The FBI has for decades tried to move from the crumbling J. Edgar Hoover Building, and at one point settled on a 62-acre parcel in Greenbelt, Md. Yet the Kash Patel-led FBI and the Trump administration canceled that move last July when it chose the Regan Building instead. It’s unclear how much space the FBI intends to use at the complex. Congress fully funded the $1.5 billion move late last year. 

USAID and U.S. Customs and Border Protection (CBP) utilize the most amount of space at the building, though the former was effectively gutted by the Trump administration last year and the latter will eventually move into the Department of Homeland Security’s St. Elizabeth’s West campus underway on Martin Luther King Jr. Avenue. The EPA, General Services Administration and the Woodrow Wilson Center for International Center for Scholars also call the Reagan Building home. 

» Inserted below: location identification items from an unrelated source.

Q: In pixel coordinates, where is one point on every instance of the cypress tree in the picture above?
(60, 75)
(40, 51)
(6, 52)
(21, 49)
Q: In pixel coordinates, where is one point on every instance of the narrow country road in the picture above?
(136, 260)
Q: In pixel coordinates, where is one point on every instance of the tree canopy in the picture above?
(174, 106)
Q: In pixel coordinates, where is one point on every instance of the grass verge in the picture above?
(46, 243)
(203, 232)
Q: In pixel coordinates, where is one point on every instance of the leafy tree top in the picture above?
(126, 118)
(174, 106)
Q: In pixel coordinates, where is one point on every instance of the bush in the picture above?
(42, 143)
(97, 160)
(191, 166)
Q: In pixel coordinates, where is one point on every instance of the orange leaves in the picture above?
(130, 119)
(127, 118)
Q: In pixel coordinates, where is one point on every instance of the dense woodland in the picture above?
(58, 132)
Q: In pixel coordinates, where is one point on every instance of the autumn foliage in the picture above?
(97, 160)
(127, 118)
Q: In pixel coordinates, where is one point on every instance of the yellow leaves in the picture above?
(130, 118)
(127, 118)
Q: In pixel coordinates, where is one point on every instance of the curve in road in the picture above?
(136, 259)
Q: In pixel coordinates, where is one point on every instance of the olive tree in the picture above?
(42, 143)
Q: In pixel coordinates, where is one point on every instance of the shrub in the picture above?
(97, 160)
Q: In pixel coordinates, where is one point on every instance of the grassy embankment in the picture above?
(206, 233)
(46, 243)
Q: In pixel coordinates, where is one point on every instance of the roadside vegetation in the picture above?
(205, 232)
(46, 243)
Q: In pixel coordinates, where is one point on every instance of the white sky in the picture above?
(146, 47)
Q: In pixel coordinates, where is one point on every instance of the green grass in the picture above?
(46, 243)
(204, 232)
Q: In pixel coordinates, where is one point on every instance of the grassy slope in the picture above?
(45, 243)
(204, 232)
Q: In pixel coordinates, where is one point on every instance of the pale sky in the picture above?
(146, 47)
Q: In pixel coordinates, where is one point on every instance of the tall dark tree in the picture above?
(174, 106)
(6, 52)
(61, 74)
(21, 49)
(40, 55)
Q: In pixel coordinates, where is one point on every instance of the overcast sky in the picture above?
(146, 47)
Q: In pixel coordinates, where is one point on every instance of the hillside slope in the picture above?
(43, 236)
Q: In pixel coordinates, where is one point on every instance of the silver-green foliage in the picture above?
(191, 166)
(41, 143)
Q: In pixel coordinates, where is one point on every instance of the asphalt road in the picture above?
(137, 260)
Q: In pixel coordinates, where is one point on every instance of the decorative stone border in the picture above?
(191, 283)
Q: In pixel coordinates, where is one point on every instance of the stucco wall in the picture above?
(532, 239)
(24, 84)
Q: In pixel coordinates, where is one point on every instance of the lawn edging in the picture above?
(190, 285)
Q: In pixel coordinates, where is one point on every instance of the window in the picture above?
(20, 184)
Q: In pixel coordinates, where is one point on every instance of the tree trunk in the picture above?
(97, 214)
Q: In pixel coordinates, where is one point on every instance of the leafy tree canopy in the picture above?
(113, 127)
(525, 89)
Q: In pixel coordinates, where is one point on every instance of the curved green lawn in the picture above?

Finding a new home for the National Children’s Museum is a “priority” for the GSA, Forst told lawmakers at a House Transportation and Infrastructure Committee hearing this week, adding that he had already met with D.C. Mayor Muriel Bowser to discuss the move. 

“This is an important thing for us to work on together; to not in any way abandon it in its important mission but help it get on to its next place,” Forst said at the hearing. 

The museum is aiming to expand its footprint at its future home to between 50,000 and 70,000 square feet, CEO Kiryn Hoffman told the Business Journals. While the museum doesn’t necessarily want to move — it has occupied the Reagan Building since 2020 — its 225,000 annual visitors regularly max out capacity, Hoffman said. 

The museum’s relocation options, or whether it will stay in the District, were not immediately clear. A spokesperson for the GSA did not immediately respond to a request for comment or more information.